It was nearly forty summers ago, in a small, sleepy town, tucked away in a near forgotten corner of the country, that a fellowship of friends, young men and women bold by their youth but wise beyond their years, awoke in their hearts and minds. As if roused from an evil spell that had set them to slumber, they heard the clear calling of the Old Gods, echoing across the ages, resounding from the ancient Saxon forests that their forebears had once called home. These were the first contemporary Heathens, a merry yet mysterious band who dedicated themselves to reviving the religion of Wóden, the father of gods and rider of the World Tree, and Fríge, the mother of earth and lady of love. They believed that their renewal of the old belief was a return to a holy, affirming, world accepting, life giving, and joyous religion. This renewal they named Théodish Belief, the belief of the folk, the belief of the tribe.

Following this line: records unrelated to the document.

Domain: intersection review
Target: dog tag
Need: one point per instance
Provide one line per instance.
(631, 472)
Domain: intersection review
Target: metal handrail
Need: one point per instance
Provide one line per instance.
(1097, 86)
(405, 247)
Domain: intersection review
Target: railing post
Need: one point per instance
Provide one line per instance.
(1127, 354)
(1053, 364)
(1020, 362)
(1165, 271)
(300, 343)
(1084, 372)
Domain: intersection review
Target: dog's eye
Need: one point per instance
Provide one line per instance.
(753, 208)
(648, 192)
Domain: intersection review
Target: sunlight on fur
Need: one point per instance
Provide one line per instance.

If there’s a bustle in your hedgerow
Don’t be alarmed now
It’s just a spring clean
For the May queen
Yes, there are two paths you can go by
But in the long run
There’s still time to change
The road you’re on
– Led Zeppelin, “Stairway to Heaven”
One may ask, why? Why renew a root so far forgotten in the past, one so buried beneath layers of Christian history? Because Heathens, then and now, verily believe in our heart of hearts that this “Way of the Heathen” is the surest, soothest, tried and true means by which men and women may be roused from the spiritual laziness, apathy, and savage selfishness that modern religion has afforded them. We believe that we, Wóden’s own, the descendents of the Anglo-Saxons, Norse, and Teutonic tribes, might yet renew the old belief . Furthermore, we believe our gods deserve no less. Our Heathen belief is, now as it was then, one worth believing. This world, despite the Christian’s denial and Atheist’s disbelief, is in truth a magical world, a world full of gods.

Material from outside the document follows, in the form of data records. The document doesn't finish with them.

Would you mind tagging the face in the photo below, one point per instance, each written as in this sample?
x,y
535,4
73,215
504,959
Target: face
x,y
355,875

“You leave well enough alone Gisborne, or you may find
the old gods are not as dead as you think.”
– Abbot Hugo, Robin of Sherwood, “Lord of the Trees”
Though it may very well be difficult to imagine, you may be surprised by how much of the old religion you know already. You do, after all, know the names for the days of the week, Sunnandæg Mónandæg Tiwesdæg Wódnesdæg Þúnresdæg Frigedæg Sæturnesdæg – Sun’s Day/Sunday, Moon’s Day/Monday, Tiw’s Day/Tuesday, Woden’s Day/Wednesday, Thunor’s Day/Thursday, Fríge’s Day/Friday, Saturn’s Day/Saturday. And it would probably not be too great an assumption to think you know the goddess of the Spring, Eostre/Easter, and the hares who so openly show her fertility and fecundity, the new life that she brings to the land once Winter has begun to wane. Dare we say you’ve mostly likely heard of Lent, the lengthening of the days that comes with the Spring, and May Day as well. Our friend, you already know of Yule/Christmas, its yuletide carols, the decking of the halls with balls of holly and evergreen, the tree, the log, the gifts, and the joyful wassailing thereof. In the late Autumn, you already gather for a thanksgiving, to give thanks for the harvest. Mother Earth, Robin Hood, King Arthur, and Beowulf are already known to you, even if John Barleycorn and Weyland the Smith should require reintroduction.
No matter what you may have been told, the old gods are not dead, and the old religion has lived anew for quite some time now. Should you find your soul stirring, should you find your taper lit, and should you hear the winds as they blow through the forests of old, by all means friend, speak up. There are others who have gathered in the forest before you.